Noël Alumit is an American novelist, actor, and activist. He was identified as one of the Top 100 Influential Gay People by Out Magazine in 2002.

Early life

He was born, the second of four children, in Baguio, the Philippines, and raised in Los Angeles, United States. He earned his Bachelor of Fine Arts in Drama from the University of Southern California and later studied playwriting at the David Henry Hwang Writers Institute at East West Players.
In addition to his writing, Alumit has worked as an HIV/AIDS educator with the Asian Pacific AIDS Intervention Team in Los Angeles.

Writing

Alumit's play Mr. and Mrs. La Questa Go Dancing was produced by Teatro Ng Tanan in San Francisco and also in Los Angeles, Santa Barbara, Boston, and Philadelphia.
His one-man show, The Rice Room: Scenes From a Bar, premiered in Santa Monica in 1999, and was later staged at San Francisco's New Conservatory Theatre Center in 2000. It was voted one of the best solo shows of the year by the San Francisco Bay Guardian, and played to sold-out houses in Los Angeles, San Francisco, Boston, Philadelphia and other cities. He also wrote and performed another successful solo show, Master of the Universe, at Highways Performance Art Space in Santa Monica, California.
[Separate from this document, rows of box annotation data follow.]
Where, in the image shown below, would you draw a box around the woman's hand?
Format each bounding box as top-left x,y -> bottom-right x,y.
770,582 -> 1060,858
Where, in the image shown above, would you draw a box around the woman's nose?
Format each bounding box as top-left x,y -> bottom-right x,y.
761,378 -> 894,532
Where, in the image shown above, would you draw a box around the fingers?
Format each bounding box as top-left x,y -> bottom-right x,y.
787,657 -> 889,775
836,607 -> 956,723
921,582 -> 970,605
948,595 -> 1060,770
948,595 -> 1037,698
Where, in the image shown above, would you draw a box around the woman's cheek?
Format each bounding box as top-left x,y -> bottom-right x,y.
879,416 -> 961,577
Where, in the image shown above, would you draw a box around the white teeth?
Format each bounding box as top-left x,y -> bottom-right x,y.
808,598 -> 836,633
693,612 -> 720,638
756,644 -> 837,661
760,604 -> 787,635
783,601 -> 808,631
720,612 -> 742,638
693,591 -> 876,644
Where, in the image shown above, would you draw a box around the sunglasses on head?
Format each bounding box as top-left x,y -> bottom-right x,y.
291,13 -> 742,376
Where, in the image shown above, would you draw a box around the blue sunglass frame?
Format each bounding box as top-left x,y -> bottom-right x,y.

Master of the Universe was named "Best Bet" by The Los Angeles Times.
His debut novel, Letters to Montgomery Clift, was published in 2002, and received the 2003 Stonewall Book Award from the American Library Association, the Violet Quill Award from Insight Out Books, the Global Filipino Literary Award from Our Own Voice and the Gold Seal from ForeWord magazine. His second novel, Talking to the Moon, was released in late 2006 by Carroll & Graf.
His work has also been published in Tilting the Continent, Take Out, Subterraneans, and the literary journal DisOrient.

Acting credits

As an actor, Alumit's film and TV credits include Beverly Hills, 90210, The Young and the Restless, and Red Surf. He has performed in many Los Angeles productions, including the world premiere of Chay Yew's A Language of Their Own and Michael Kearns' Who's Afraid of Edward Albee.

Honors

Alumit received an Emerging Voices Fellowship from PEN Center USA West and a Community Access Scholarship to UCLA's Writers Extension, studying fiction and the personal essay form.
He was awarded the Jim Duggins Outstanding Mid-Career Novelists' Prize by the Saints and Sinners Literary Festival in 2010.
He was appointed to the California Commission on Asian and Pacific Islander American Affairs in 2012.